To check if the rules and patterns used in rules work correctly, click check issue matches and check rules for a specific issue, for example, a test issue with different types of PII.

A Confluence Administrator is able to edit, clone, disable and delete Data processing rules. Click on the Actions button next to the Data processing rule.

Note: After creation, the new Data processing rule has an “Enabled” status by default. In order to disable it click on the “Actions” button and choose “Disable”.

Part 3. Post Functions

Once PII is found, it needs processing. The app allows to leave standard comments to all vulnerable tickets and create and send automated notifications to employees responsible for these tickets.

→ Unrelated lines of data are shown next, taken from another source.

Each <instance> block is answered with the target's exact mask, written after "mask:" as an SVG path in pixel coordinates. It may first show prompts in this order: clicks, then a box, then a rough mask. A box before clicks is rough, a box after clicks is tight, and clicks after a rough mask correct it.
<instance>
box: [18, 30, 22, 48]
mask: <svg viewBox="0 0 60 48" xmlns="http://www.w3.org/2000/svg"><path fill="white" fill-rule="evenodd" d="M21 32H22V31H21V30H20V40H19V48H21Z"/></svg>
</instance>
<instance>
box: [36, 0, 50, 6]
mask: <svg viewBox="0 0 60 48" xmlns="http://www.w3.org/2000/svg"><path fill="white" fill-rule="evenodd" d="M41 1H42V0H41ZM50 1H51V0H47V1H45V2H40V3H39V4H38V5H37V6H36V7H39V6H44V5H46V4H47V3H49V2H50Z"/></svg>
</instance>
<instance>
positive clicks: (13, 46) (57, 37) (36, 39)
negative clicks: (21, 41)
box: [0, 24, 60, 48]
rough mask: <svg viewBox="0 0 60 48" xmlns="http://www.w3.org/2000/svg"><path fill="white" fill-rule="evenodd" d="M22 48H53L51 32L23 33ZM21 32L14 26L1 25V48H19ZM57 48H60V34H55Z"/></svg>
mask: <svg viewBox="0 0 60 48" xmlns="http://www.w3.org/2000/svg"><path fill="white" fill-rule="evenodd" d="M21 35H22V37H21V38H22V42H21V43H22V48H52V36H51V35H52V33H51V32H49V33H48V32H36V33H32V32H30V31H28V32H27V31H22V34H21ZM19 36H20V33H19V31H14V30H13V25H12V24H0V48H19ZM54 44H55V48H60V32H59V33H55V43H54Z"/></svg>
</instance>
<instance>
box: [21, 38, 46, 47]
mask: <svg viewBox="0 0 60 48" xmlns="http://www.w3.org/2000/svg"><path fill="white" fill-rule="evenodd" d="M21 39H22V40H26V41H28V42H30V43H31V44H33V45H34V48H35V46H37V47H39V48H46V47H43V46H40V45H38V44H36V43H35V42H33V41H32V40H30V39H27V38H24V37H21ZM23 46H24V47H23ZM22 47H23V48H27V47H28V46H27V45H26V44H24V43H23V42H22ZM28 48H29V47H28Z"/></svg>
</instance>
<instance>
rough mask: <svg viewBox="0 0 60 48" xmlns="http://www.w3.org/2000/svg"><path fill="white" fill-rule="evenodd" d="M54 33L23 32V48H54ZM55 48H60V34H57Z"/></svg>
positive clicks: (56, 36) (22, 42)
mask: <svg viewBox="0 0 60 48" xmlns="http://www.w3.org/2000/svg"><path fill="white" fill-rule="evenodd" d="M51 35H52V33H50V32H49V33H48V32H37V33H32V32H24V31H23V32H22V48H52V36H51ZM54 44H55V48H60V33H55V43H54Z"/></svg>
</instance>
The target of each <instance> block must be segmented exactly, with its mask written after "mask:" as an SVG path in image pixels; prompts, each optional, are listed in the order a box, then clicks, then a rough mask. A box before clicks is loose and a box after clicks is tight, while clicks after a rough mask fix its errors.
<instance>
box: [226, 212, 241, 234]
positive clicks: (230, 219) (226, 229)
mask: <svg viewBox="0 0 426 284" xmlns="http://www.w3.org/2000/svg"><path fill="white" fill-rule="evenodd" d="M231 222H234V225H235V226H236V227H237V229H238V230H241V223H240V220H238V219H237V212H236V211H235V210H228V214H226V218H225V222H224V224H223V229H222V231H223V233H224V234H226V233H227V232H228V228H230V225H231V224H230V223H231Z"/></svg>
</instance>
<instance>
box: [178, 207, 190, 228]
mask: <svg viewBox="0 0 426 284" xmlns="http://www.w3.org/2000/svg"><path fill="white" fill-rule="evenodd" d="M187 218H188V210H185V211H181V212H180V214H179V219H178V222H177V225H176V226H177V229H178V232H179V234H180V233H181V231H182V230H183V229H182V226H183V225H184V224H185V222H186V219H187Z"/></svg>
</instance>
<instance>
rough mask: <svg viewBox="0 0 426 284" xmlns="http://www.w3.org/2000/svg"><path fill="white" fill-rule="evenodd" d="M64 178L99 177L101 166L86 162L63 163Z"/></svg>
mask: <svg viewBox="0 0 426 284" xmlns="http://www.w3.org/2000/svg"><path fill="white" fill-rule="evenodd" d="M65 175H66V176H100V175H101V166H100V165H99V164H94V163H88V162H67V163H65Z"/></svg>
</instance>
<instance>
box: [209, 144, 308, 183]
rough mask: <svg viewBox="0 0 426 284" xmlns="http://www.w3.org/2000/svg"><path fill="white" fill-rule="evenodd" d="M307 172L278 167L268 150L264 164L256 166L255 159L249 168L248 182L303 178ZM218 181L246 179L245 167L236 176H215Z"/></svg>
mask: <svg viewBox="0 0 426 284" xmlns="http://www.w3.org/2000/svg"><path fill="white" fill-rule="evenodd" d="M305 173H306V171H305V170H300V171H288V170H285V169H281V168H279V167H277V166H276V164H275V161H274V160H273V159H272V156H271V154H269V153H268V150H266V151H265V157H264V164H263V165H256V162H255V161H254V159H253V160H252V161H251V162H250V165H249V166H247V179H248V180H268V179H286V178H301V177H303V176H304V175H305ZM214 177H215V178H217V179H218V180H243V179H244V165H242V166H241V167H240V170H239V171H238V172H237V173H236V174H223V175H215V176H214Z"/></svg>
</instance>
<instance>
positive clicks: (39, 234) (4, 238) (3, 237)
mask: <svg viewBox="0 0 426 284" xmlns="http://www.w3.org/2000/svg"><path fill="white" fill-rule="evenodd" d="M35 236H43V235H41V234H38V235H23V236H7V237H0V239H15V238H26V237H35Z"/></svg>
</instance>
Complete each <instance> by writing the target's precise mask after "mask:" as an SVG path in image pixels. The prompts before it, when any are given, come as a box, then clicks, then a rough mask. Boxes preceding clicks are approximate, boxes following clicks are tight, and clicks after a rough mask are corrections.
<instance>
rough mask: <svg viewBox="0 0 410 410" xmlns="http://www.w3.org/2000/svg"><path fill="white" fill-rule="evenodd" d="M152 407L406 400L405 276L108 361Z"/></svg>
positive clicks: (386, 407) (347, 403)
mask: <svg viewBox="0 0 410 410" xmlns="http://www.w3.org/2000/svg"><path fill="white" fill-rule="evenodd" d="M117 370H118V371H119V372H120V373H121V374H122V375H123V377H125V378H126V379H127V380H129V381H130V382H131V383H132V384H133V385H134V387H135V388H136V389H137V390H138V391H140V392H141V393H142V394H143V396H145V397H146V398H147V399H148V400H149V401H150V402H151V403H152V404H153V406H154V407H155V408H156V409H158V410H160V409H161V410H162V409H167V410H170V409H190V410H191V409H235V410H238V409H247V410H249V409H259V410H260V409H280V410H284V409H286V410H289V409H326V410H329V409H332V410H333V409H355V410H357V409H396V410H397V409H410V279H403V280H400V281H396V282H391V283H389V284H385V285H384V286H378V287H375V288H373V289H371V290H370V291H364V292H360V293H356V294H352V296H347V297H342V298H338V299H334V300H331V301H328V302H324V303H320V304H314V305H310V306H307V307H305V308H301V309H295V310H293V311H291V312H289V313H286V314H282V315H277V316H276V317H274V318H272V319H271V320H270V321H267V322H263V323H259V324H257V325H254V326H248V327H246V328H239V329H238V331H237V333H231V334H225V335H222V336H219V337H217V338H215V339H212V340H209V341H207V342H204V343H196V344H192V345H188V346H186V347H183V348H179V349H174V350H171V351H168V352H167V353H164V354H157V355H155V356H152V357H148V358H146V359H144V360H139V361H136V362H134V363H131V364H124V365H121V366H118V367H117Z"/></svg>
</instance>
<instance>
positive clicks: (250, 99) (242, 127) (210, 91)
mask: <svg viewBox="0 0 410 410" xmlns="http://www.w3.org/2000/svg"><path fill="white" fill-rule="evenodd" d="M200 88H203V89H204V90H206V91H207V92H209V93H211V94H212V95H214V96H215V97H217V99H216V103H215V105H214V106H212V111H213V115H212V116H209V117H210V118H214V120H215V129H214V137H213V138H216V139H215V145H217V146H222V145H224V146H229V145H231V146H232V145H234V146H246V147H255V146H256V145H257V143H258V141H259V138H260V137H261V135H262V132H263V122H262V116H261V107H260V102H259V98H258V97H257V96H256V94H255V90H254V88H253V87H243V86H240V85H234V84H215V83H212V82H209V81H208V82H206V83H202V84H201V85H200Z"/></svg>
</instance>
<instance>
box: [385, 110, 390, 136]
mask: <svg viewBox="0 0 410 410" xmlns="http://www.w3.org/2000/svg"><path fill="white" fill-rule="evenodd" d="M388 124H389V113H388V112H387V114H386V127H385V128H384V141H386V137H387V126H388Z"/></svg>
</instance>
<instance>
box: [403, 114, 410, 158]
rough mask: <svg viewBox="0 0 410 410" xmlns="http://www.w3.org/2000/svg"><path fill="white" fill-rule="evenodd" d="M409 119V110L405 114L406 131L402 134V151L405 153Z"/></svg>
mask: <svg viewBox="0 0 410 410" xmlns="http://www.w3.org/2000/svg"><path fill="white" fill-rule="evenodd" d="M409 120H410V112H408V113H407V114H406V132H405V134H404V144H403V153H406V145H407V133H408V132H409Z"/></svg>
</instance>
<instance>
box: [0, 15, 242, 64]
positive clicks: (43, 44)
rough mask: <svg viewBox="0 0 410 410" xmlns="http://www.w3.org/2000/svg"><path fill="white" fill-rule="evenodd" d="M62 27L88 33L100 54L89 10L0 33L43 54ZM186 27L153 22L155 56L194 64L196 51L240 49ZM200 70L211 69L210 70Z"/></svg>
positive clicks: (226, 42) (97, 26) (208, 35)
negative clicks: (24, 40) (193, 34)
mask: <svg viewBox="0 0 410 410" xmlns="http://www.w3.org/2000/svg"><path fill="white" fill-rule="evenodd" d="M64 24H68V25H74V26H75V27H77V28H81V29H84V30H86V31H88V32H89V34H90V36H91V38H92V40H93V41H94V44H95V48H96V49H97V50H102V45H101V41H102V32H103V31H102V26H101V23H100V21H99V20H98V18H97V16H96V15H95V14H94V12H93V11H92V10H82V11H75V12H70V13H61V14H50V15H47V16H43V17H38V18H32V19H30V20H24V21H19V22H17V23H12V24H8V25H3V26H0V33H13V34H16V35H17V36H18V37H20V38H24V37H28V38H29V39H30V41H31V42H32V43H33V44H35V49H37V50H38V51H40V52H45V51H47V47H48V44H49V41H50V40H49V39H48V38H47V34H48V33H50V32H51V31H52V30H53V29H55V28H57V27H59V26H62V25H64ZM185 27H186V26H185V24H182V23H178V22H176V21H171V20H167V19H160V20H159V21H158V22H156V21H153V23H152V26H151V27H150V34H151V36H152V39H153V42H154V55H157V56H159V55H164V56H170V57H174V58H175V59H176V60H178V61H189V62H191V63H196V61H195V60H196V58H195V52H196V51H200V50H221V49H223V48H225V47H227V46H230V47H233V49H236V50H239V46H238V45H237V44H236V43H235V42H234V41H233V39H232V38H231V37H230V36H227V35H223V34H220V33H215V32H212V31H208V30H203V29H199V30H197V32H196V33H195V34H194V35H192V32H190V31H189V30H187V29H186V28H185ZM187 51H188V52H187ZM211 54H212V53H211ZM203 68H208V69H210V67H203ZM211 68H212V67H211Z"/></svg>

If the personal data are not important for the company or were added by mistake, they can be automatically deleted or replaced by XXX combinations.

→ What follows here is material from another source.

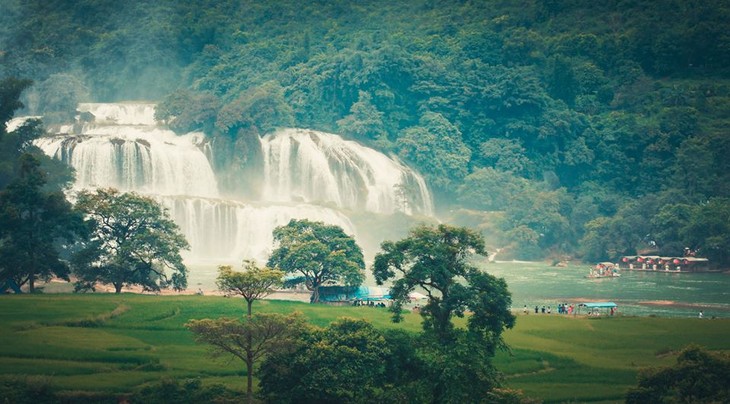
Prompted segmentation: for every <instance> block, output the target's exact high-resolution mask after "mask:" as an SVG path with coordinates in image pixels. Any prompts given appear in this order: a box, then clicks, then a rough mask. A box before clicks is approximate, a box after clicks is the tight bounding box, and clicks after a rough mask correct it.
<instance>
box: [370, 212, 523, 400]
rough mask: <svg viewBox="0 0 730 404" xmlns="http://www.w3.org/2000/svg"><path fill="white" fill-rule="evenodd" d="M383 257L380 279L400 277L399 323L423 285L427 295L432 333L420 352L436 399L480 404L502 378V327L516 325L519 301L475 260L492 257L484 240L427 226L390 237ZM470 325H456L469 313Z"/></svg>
mask: <svg viewBox="0 0 730 404" xmlns="http://www.w3.org/2000/svg"><path fill="white" fill-rule="evenodd" d="M381 248H382V250H383V252H381V253H378V254H377V255H376V256H375V262H374V263H373V274H374V275H375V280H376V281H377V282H378V284H383V283H384V282H386V281H389V280H392V282H393V286H392V288H391V296H392V298H393V305H392V306H391V311H392V312H393V314H394V317H393V319H394V321H399V320H400V318H401V311H402V308H403V304H404V303H405V302H407V301H408V300H409V294H410V293H411V292H412V291H413V290H414V289H416V288H419V289H420V290H423V291H425V292H426V294H427V296H428V301H427V303H426V305H425V306H424V307H423V308H422V309H421V311H420V312H421V317H422V318H423V329H424V336H423V337H422V345H421V346H420V355H421V357H422V358H424V363H427V364H428V366H427V369H426V373H427V375H428V376H426V378H427V379H428V380H430V382H431V383H430V384H429V385H428V389H429V391H430V396H431V400H430V401H431V402H439V403H441V402H449V403H456V402H475V401H480V400H482V399H483V398H484V397H485V395H486V394H487V393H488V392H490V391H491V390H493V389H494V387H497V386H498V385H499V383H500V381H499V380H500V379H499V373H498V372H497V371H496V369H495V368H494V366H493V365H492V361H491V358H492V357H493V356H494V354H495V352H496V349H497V348H502V347H505V345H504V342H503V340H502V332H503V331H504V330H505V329H506V328H512V327H513V326H514V324H515V317H514V315H513V314H512V313H511V312H510V306H511V304H512V299H511V296H510V293H509V291H508V290H507V284H506V282H505V281H504V279H498V278H495V277H494V276H492V275H489V274H487V273H485V272H483V271H481V270H479V269H478V268H476V267H474V266H473V265H471V264H470V258H471V257H472V256H473V255H474V254H477V255H486V251H485V249H484V240H483V239H482V237H481V235H479V234H478V233H476V232H474V231H472V230H469V229H467V228H463V227H453V226H448V225H443V224H442V225H439V226H438V227H430V226H419V227H416V228H414V229H412V230H411V232H410V233H409V236H408V237H406V238H405V239H403V240H400V241H397V242H392V241H386V242H383V243H382V245H381ZM467 312H471V314H470V315H468V316H467V328H466V330H463V329H457V328H455V327H454V324H453V318H454V317H464V316H465V314H466V313H467Z"/></svg>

Go to “Post functions” and click on “Add Post Function”.

In the opened window fill in the fields defining what to do with the found data:

Post function name,
Post Function type - add a comment or send a notification,
Select a notification recipient,
Subject,
Message.

After a post function is added, it is possible to edit, disable or delete it. Click on the “Actions button” next to the post function. Make changes and click "Update" to save them.

Part 4. Reporting options

Define what to do with final results after searching or anonymization is finished:

leave them as they are,
send to an email,
print to atlassian-confluence.log or catalina.out.

Choose the preferable option and click "Save". Now your template is ready for use.

GDPR references

The main GDPR principles include “Data minimization” and “Storage limitation”. According to Article 5, personal data must be:

“kept in a form which permits identification of data subjects for no longer than is necessary for the purposes for which the personal data are processed; personal data may be stored for longer periods insofar as the personal data will be processed solely for archiving purposes in the public interest, scientific or historical research purposes or statistical purposes in accordance with Article 89(1) subject to implementation of the appropriate technical and organizational measures required by this Regulation in order to safeguard the rights and freedoms of the data subject (‘storage limitation’)".

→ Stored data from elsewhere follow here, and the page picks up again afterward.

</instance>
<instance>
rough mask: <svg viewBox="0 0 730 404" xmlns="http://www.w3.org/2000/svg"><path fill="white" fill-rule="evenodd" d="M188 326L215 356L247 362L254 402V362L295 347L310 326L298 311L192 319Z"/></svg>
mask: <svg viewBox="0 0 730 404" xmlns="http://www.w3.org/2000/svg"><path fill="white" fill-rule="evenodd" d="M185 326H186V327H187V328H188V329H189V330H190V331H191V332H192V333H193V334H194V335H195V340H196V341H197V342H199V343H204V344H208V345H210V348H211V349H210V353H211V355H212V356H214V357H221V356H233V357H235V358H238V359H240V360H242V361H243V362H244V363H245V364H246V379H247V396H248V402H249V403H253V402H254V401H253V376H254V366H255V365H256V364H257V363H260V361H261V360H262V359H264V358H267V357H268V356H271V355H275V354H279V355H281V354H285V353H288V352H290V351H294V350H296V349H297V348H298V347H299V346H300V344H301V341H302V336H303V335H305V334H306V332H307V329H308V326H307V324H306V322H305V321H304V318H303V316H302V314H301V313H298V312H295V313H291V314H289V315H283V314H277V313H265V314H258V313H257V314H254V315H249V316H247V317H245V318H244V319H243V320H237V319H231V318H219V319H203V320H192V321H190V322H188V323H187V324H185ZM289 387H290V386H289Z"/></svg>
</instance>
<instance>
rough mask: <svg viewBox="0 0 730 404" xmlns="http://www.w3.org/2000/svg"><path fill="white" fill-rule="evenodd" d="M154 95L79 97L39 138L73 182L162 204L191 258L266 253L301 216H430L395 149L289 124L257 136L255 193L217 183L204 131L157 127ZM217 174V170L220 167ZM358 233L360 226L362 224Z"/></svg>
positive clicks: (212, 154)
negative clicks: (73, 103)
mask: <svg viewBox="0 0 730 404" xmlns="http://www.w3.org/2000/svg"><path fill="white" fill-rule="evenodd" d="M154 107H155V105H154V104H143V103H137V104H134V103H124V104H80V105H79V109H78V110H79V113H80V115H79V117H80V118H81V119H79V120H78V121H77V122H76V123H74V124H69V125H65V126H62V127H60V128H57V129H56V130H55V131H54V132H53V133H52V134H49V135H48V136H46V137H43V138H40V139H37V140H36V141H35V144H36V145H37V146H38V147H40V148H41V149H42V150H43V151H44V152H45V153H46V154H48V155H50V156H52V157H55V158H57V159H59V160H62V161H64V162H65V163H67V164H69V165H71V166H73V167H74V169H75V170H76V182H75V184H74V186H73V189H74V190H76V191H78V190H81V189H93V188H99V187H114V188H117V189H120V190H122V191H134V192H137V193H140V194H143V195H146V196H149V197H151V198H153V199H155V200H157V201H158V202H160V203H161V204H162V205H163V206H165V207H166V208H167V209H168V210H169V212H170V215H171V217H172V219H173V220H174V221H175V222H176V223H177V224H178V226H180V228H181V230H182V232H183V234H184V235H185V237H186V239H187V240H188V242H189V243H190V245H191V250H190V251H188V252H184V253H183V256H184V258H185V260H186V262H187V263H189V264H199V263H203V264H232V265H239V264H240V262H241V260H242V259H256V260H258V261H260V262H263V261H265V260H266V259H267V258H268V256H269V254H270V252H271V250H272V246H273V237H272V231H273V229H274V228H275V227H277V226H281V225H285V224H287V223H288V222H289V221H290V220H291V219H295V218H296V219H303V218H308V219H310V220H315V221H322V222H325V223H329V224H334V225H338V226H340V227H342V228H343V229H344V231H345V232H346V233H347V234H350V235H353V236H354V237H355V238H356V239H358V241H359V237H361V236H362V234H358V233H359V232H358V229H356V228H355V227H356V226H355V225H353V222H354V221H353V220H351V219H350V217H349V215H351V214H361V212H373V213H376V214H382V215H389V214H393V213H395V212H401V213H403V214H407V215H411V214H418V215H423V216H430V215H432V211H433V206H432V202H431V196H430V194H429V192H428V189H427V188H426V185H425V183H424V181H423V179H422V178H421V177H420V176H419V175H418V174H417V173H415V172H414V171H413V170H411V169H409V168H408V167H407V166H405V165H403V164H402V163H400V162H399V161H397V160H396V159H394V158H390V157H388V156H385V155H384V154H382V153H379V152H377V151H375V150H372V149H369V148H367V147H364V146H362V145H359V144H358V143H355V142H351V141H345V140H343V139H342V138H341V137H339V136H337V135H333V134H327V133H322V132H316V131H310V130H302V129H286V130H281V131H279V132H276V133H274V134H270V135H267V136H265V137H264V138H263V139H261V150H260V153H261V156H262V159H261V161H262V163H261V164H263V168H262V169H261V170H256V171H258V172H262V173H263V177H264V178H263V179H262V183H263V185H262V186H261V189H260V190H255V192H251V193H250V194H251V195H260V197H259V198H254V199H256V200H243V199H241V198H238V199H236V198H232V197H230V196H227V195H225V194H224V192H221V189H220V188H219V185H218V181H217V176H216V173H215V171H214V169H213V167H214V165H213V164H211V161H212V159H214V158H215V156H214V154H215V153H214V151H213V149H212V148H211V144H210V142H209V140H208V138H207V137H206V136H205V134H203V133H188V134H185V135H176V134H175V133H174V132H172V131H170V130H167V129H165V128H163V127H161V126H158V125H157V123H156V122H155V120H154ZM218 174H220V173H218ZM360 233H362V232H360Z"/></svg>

This quote highlights the importance of having personal data usage under control. In other words, data protection officers or other employees responsible for data protection must know exactly when such data appears, how to monitor it, and what further actions may need to be taken. For example, you need to know how deletion of personal data works (if it is outdated, deadlines have expired, or the purpose of the data processing is no longer relevant). In addition, notifying employees when they are not GDPR-compliant is also important.

Of great importance in the GDPR guidelines is also the "right to be forgotten", More information to that can be found in Article 17 of the GDPR:

"The data subject shall have the right to obtain from the controller the erasure of personal data concerning him or her without undue delay, and the controller shall have the obligation to erase personal data without undue delay where one of the following grounds applies[1]:

the personal data are no longer necessary in relation to the purposes for which they were collected or otherwise processed;

the data subject withdraws consent on which the processing is based according to point (a) of Article 6(1), or point (a) of Article 9(2), and where there is no other legal ground for the processing;
the data subject objects to the processing pursuant to Article 21(1) and there are no overriding legitimate grounds for the processing, or the data subject objects to the processing pursuant to Article 21(2);
the personal data have been unlawfully processed;
the personal data have to be erased for compliance with a legal obligation in Union or Member State law to which the controller is subject;
the personal data have been collected in relation to the offer of information society services referred to in Article 8(1)".

The "right to be forgotten" means that if an EU citizen requests to have their personal data erased, a company should be able to track and delete them within the established time frame – unless there are legal grounds to keep this information.